We try to be a toxin-conscious family. If I’m going to make sure my family eats healthy, uses natural beauty products, and cleans up using eco-friendly cleaning options, why in the world wouldn’t I also put a no-shoes rule in place?

I made the firm decision that I sure didn’t want my babies crawling around in gunk, such as Aunt Josie’s kitty’s feces. Like all babies, their hands are always in their mouths. What was on my floors, my kids would inevitably be ingesting.

For the first few months in our new home, we simply asked people to remove their shoes when we greeted them at the door. But I’ll be honest. It was awkward. We’d often rush to justify our choice when we were met with arched eyebrows or hesitancy.

I decided to order a sign for both my garage-entry door and our front door. I browsed the many options, over-analyzing their phrasing. I finally settled on one that said, “Kindly remove your shoes.”

Courtesy of Rachel Garlinghouse

I have four kids, one of whom is a toddler, and all of whom still spend a significant amount of time playing on the floor. Despite owning furniture, my kids insist on watching movies from their sleeping bags on the area rug. They always have and continue to spend time on the floors, so I certainly don’t regret our household rule.

I don’t have to worry about tracked-in debris and my diabetic feet anymore. I don’t wonder what my toddler is going to pick up and put in her mouth besides stale, leftover popcorn from movie night. I’m not fearful that my kids are rolling around in feces or chemicals.

This isn’t about being a germaphobe or over-protective.

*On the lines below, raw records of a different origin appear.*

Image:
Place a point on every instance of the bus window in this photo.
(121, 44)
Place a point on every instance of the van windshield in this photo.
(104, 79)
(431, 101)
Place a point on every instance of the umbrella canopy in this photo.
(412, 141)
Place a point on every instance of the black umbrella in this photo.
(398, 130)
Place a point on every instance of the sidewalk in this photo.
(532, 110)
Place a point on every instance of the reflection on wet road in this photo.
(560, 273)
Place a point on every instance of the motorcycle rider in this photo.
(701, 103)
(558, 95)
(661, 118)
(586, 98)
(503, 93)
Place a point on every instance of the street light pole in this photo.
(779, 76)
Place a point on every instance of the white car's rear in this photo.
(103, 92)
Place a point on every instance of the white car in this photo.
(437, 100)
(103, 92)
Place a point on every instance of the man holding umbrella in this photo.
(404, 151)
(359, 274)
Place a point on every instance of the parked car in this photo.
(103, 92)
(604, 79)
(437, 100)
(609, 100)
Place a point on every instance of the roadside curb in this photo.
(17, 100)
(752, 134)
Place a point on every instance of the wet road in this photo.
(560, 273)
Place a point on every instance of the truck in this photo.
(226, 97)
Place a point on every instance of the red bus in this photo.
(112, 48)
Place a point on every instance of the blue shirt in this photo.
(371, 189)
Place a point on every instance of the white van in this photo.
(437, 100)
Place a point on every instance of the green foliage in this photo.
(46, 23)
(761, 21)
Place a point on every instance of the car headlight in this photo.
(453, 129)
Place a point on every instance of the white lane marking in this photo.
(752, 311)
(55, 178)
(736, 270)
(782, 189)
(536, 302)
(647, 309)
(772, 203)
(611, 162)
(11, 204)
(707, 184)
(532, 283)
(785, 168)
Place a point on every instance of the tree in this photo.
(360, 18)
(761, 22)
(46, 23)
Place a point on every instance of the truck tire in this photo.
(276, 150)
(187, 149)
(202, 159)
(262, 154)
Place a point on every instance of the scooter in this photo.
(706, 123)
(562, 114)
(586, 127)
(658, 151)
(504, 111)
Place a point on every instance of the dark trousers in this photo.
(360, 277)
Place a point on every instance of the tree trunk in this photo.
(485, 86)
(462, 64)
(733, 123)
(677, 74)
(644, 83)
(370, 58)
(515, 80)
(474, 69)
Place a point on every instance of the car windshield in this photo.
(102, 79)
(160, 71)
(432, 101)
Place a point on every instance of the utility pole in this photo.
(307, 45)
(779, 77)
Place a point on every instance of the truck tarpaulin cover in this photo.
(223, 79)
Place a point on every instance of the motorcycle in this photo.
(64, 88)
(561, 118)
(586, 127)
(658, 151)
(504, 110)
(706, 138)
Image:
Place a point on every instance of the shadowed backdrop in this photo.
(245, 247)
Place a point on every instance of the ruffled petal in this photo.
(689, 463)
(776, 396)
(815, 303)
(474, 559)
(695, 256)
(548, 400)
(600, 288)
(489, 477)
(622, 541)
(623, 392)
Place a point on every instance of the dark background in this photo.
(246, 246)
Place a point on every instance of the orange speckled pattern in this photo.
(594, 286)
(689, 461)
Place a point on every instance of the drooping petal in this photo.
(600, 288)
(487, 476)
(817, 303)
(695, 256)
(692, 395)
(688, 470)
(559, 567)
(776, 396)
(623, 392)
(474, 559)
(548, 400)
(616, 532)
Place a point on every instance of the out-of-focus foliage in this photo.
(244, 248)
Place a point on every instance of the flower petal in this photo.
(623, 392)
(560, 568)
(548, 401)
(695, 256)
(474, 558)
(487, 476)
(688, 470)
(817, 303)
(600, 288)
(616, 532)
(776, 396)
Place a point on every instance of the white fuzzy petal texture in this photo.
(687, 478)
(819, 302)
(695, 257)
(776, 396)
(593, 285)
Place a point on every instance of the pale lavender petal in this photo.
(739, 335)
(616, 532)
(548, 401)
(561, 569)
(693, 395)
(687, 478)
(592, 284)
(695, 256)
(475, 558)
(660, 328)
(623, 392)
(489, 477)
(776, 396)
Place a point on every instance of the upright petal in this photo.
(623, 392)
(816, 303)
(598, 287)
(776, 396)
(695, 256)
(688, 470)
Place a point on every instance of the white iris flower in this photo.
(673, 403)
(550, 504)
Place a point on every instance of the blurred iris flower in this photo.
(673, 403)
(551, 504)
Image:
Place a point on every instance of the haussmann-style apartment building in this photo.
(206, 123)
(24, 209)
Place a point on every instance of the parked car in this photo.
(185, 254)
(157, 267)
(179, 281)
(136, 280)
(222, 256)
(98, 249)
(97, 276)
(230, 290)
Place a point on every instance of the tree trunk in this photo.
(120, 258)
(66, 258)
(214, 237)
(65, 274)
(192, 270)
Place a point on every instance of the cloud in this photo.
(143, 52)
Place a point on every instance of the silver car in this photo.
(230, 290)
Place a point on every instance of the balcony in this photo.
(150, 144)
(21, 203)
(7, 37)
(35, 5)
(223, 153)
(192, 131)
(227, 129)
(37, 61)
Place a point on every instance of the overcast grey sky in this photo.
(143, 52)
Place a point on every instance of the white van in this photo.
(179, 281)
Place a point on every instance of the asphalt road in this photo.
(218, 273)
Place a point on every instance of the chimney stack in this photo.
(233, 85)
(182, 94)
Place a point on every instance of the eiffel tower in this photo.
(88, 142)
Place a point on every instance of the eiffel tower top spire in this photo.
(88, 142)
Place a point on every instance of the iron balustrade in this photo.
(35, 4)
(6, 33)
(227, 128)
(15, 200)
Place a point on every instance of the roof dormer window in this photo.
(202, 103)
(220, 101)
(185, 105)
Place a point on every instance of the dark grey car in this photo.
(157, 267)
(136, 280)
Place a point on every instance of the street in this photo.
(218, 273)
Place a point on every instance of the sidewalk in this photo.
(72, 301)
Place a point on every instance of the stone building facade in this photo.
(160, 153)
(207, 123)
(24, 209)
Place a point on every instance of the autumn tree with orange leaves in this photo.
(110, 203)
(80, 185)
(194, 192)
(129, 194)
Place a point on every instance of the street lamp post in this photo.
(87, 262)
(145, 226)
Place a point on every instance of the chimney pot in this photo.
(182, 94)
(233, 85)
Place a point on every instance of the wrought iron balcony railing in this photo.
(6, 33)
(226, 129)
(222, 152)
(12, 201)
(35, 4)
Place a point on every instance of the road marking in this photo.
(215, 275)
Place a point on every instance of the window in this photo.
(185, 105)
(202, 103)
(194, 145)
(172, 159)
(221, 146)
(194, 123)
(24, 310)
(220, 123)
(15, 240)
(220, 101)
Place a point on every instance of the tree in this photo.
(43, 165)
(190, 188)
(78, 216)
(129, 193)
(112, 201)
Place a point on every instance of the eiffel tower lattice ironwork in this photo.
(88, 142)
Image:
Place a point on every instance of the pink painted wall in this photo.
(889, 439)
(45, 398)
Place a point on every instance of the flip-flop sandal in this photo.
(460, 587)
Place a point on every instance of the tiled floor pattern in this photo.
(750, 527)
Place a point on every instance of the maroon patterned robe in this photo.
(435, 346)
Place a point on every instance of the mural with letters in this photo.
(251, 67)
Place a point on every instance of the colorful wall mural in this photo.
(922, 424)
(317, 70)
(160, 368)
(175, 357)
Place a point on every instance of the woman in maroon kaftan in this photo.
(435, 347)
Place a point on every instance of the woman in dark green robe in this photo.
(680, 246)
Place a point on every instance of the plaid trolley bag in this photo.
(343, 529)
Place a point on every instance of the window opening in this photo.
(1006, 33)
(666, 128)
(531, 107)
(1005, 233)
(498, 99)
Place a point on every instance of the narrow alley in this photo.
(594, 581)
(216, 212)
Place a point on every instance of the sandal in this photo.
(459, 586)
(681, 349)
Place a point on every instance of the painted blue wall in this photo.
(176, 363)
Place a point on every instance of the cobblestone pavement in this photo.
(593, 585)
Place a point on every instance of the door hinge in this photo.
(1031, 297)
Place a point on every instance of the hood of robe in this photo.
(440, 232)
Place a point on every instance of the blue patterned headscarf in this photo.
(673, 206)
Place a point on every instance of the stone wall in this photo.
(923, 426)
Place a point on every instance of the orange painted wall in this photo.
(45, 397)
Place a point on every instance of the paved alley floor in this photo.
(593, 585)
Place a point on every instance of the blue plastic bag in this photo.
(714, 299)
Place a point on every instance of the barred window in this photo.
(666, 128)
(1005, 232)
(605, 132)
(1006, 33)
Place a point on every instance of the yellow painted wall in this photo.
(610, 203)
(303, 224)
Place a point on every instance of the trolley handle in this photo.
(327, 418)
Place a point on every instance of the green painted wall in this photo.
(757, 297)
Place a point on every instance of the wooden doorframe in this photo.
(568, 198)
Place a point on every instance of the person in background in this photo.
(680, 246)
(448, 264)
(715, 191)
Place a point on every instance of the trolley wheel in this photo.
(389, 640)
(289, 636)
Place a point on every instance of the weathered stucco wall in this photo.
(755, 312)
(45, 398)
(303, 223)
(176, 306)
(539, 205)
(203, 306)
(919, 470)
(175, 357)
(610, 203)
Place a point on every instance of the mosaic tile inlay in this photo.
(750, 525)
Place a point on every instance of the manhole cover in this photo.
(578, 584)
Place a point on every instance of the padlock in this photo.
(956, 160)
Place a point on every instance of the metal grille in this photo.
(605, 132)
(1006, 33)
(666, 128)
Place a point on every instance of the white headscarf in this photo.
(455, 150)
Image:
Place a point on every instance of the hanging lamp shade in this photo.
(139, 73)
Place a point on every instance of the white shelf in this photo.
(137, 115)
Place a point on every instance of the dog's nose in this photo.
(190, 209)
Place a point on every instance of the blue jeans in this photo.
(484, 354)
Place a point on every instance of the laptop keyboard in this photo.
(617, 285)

Keeping shoes out of our home is practical. And as my kids’ mom, my job is to protect them. Of course, I cannot control every little thing, but I can control what happens in my home.

I haven’t received much resistance to our rule. In fact, many friends have complimented our sign and asked where we got it. I’ve had a few meaningful and non-judgmental conversations with others about why we have chosen not to wear shoes in our home.

And before guests come over for the first time, I let them know of our rule and encourage them to bring whatever they want, such as a pair of socks or house slippers, if they want to keep their feet cozy. Or, like me and my kids, they are welcome to go barefoot.

So please, come over. Get comfortable. But just know, wearing shoes in my home is my Achilles’ heel. And I’ll call you on it.